Tuesday, 10 November 2009


Meeting with Clare Burnett

Here are the notes I made during our conversation with Clare this afternoon. Thanks to everyone for coming and I look forward to working with you next Monday. make sure you get your permission slips back to Mr Hawes ASAP.

Brief:
to create an abstract sculpture based on the London skyline

Location:
Delfina at London Bridge

Ideas:
a journey down the river, rhythms, 3D drawing, demonstrating the process of making the work, a corner space so not completely 3D, time to explore the river setting, bring sketch books to draw on site, add labels to the sculpture with people’s views, how do we feel about London and its skyline? travel to Delfina on the riverbus?

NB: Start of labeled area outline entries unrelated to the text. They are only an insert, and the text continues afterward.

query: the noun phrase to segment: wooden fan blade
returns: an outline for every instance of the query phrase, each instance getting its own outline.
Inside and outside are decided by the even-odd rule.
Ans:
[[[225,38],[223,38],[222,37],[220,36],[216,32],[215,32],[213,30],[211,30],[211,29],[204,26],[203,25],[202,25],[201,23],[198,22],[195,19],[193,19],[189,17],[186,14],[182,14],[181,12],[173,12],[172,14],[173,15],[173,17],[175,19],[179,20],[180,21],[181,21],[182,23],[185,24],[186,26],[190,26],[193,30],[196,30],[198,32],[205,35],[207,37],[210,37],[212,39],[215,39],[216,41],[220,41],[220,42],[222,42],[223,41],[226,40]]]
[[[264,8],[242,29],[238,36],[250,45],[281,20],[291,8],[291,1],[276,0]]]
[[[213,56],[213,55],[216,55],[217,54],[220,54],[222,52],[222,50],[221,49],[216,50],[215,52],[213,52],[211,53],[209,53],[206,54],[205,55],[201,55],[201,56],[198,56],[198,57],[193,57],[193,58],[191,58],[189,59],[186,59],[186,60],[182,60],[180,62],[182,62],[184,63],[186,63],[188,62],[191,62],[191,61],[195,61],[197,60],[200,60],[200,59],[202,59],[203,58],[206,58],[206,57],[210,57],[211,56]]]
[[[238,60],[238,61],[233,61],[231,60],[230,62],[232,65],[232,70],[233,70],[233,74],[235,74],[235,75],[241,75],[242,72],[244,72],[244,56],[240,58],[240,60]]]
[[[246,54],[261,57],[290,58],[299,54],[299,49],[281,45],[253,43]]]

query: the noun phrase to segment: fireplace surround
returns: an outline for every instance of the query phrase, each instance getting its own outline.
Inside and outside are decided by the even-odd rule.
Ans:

How do we capture the combination of industry, commerce, tourism, poverty, wealth, history, regeneration etc? How will we make the most of the lights available? Favourite places in London…

Timescale:
Arrive at about 10am. Put up photos, play with the wood, then do some sketching, then build in the afternoon (?) We need to be finished by 5pm. Visitors arrive at 6pm. Finished by 7pm.

Resources:
Sketchbooks, coloured pens/pencils, paper straws, lollipop skills, 2 drills, elastic bands, still camera, video camera, tripod, laptop(s)

Homework:
Bring an idea, artefact, story, poem about London to the event next Monday.

3 comments:

Me said...

I compleatly forgot about the meeting this afternoon, apologies!

riverbus sounds good to me! then it gives us a chance to see some popular land marks along the river which may give us some inspiration.

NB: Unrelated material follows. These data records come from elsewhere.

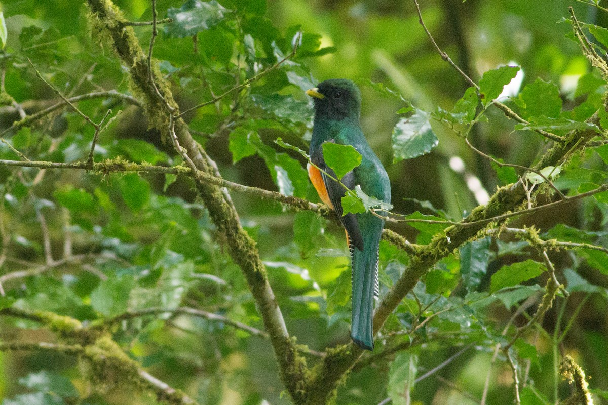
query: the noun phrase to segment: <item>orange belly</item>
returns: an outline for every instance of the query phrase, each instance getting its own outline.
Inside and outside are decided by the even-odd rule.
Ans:
[[[317,190],[317,193],[319,194],[319,198],[321,199],[321,201],[325,203],[328,206],[333,209],[334,205],[331,203],[331,200],[330,199],[330,195],[327,194],[327,189],[325,188],[325,183],[323,181],[323,176],[321,175],[321,172],[319,171],[319,169],[310,163],[306,165],[306,169],[308,169],[308,177],[310,177],[310,181],[313,182],[313,185],[314,186],[315,189]]]

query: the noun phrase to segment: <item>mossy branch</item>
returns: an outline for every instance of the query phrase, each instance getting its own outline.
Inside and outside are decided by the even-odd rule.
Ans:
[[[432,40],[430,33],[427,33]],[[447,56],[447,54],[442,52],[438,47],[438,50],[442,53],[442,56],[444,55]],[[607,109],[606,105],[604,108]],[[600,124],[597,114],[587,121],[598,126]],[[561,138],[559,142],[556,142],[532,168],[540,171],[548,166],[563,164],[573,154],[582,150],[586,143],[596,135],[596,132],[592,129],[570,132]],[[538,194],[541,192],[537,190],[535,192]],[[412,256],[409,267],[377,307],[374,314],[374,333],[378,332],[401,300],[435,264],[450,254],[461,245],[483,233],[492,223],[508,219],[513,214],[511,211],[517,210],[526,201],[525,189],[521,182],[500,188],[491,197],[487,205],[474,209],[463,220],[463,224],[447,228],[444,235],[437,235],[428,245],[420,247],[416,254]],[[536,209],[537,208],[533,209]],[[522,212],[526,211],[521,210]],[[553,283],[551,283],[551,286],[553,286]],[[314,370],[315,373],[308,389],[309,396],[305,403],[308,405],[326,403],[336,395],[335,389],[339,382],[362,353],[361,349],[352,343],[340,347],[331,354],[328,352],[323,362]]]
[[[570,356],[562,359],[559,369],[564,378],[574,385],[574,393],[565,401],[559,403],[561,405],[593,405],[593,400],[589,392],[589,384],[585,376],[585,372]]]
[[[192,138],[187,125],[181,118],[173,118],[179,116],[179,106],[173,99],[170,83],[160,73],[157,62],[150,59],[149,63],[122,13],[111,0],[88,0],[87,5],[93,38],[102,44],[111,44],[128,69],[131,89],[143,102],[151,126],[160,131],[165,140],[173,139],[170,138],[170,129],[171,133],[174,131],[176,143],[185,149],[188,160],[201,172],[213,175],[210,159]],[[230,257],[247,281],[270,336],[282,380],[294,400],[301,402],[302,387],[307,379],[305,360],[289,337],[255,242],[241,226],[227,192],[209,182],[197,182],[196,188]]]
[[[58,343],[46,342],[0,342],[0,352],[49,350],[78,358],[85,376],[95,390],[118,386],[149,392],[159,401],[169,405],[196,405],[187,395],[170,387],[143,370],[127,356],[105,330],[85,327],[69,316],[44,311],[29,311],[16,308],[0,310],[0,315],[37,322],[58,335]]]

look forward to working with you all!

xoxochinaoxox said...

riverbus sounds really good! especially as I've never been on one before:-D Thanks for inviting me to the blog!

Amber Rowe said...

Wow this looks cool!

I just had to do a mini project on music’s relation to architecture and I don’t know if this helps but it relates to the visual aswell in quite a blunt way I think.
I found that music has to do with a strict discipline. To play an instrument, to read music, to perform music, requires a discipline, it’s the same with architecture you have to do it exactly, their both mathematical. they are both drawn in a certain way, and the drawings, whether they are scores in music or architectural drawings.
But a building and it's architecture has a purpose and it made for people to use practically,
there would be no point in building a skyscraper if noone ever used it. So people are going
to have their opinions and views on how they can use, if they can use a building.
A skyline is the negative view of architecture in a way. It's all the bits that don't
fit into the puzzle, it's always there and architecture is massively influenced on the
skyline it surrounds.
So could you do something with the mathematical side of architecture? Like how many
different lines make one buiblding, and how many straight lines are there in a skylines
outline?
Have you seen the sculptures where figures are made enitrely of stright small metal rods?
There's a big one outside the 02 (dome) where from one angle you can see it's a person
and from another it looks like a scribble?

Don't know if this helps but the email made me think of this.